Open Source for America (OSFA) was announced as a coalition to encourage U.S. federal government support of and participation in open source projects and technologies. If that sounds like a broad-reaching goal, it is. Nearly three months after the group's debut, I was interested to learn what progress OSFA has made toward this goal.
I'd reached out to the OSFA and was directed to Tom Rabon, executive vice president of corporate affairs at Red Hat and a member of the OSFA steering committee. Tom spoke about the early success of OSFA and some upcoming challenges.
OSFA membership has grown from 70 individuals, associations, vendors, non-governmental organizations, and research institutions to more than 1,300 members. This growth has occurred without a coordinated outreach program by OSFA. The OSFA coalition has been contacted by a similar organization in Australia called Open Technology Foundation that wants to learn best practices from OSFA.
On the other hand, since OSFA is a volunteer organization, the progress to date has been limited by the time and effort required to organize the growing membership into projects and actions that can advance OSFA's goal. Additionally, finding common ground across such a diverse group of members, including several competing vendors, is no simple task.
Recent progress has centered on the definition of 11 OSFA working groups in alphabetical order:
Acquisitions and Competition
Elections and Voting Technology
Energy and Transportation
State and LocalTransparency
According to Rabon, the Marketing working group will be instrumental in expanding OSFA's outreach programs in 2009 and early 2010.
Rabon also described the Open Government Report Card Project, which aims to:
"...develop such an evaluation, or report card, with the knowledge of the White House, and based on a list of questions/metrics shared with the White House. The intent would be to reinforce and publicize efforts for open government, to include policies and practices that treat open source software fairly, allowing its advantages to be leveraged. We will start with a list of questions/metrics to form the report card, then gather & evaluate data, and create the report."

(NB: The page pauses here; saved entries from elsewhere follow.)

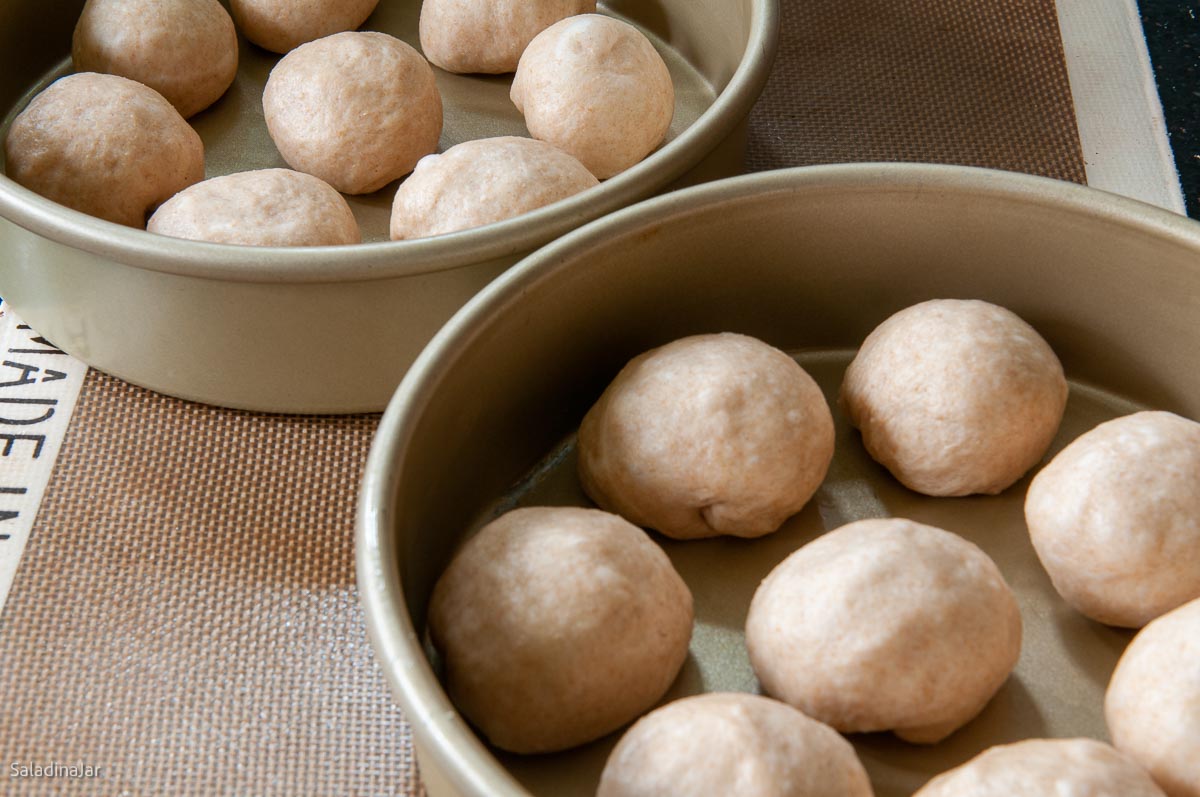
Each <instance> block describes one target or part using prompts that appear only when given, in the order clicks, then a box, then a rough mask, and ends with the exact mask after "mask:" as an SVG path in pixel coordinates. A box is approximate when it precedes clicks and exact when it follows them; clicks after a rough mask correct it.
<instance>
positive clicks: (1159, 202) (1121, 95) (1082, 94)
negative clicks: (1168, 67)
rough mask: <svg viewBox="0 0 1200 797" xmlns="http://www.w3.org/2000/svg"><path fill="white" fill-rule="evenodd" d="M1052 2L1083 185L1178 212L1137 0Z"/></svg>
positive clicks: (1166, 152) (1156, 91)
mask: <svg viewBox="0 0 1200 797" xmlns="http://www.w3.org/2000/svg"><path fill="white" fill-rule="evenodd" d="M1056 5H1057V8H1058V30H1060V31H1061V34H1062V46H1063V52H1064V54H1066V58H1067V79H1068V80H1069V82H1070V94H1072V97H1073V98H1074V101H1075V125H1076V126H1078V127H1079V142H1080V145H1081V146H1082V150H1084V169H1085V172H1086V174H1087V185H1090V186H1093V187H1096V188H1103V190H1105V191H1111V192H1112V193H1120V194H1123V196H1126V197H1132V198H1134V199H1141V200H1142V202H1146V203H1150V204H1152V205H1158V206H1159V208H1165V209H1166V210H1172V211H1175V212H1177V214H1184V212H1186V211H1184V202H1183V191H1182V188H1181V187H1180V174H1178V172H1177V170H1176V168H1175V157H1174V156H1172V155H1171V146H1170V142H1169V140H1168V138H1166V121H1165V119H1164V116H1163V103H1162V101H1160V100H1159V97H1158V86H1157V84H1156V83H1154V73H1153V70H1152V68H1151V65H1150V50H1148V49H1147V47H1146V35H1145V32H1142V26H1141V17H1140V16H1139V13H1138V4H1136V1H1135V0H1057V2H1056Z"/></svg>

Results of the Open Government Report Card Project will be made available for government agencies to compare and contrast their own use of open source software with that of other agencies. However, it isn't entirely clear how this final step will occur. Will OSFA post results on its Web site and expect the federal government and specific agencies to consume the results at their leisure? Will OSFA be invited by the feds to present results to government stakeholders? Will the OSFA hire lobbyists to ensure that these meeting are scheduled? In fact, these questions are equally applicable to outputs from each of the 11 working groups.
I didn't get a clear answer on how OSFA will shift from creating policies and report cards in working groups to getting its work in front of government decision makers and influencers. I'm certain that OSFA is working on such a plan for 2010, since "build it and they'll come" only works for Kevin Costner.
Overall, it seems there is plenty of work ahead for OSFA, especially in the area of getting decision maker buy-in. Lucky for OSFA that its membership, and its members' willingness to help OSFA reach its goal, continue to grow as well.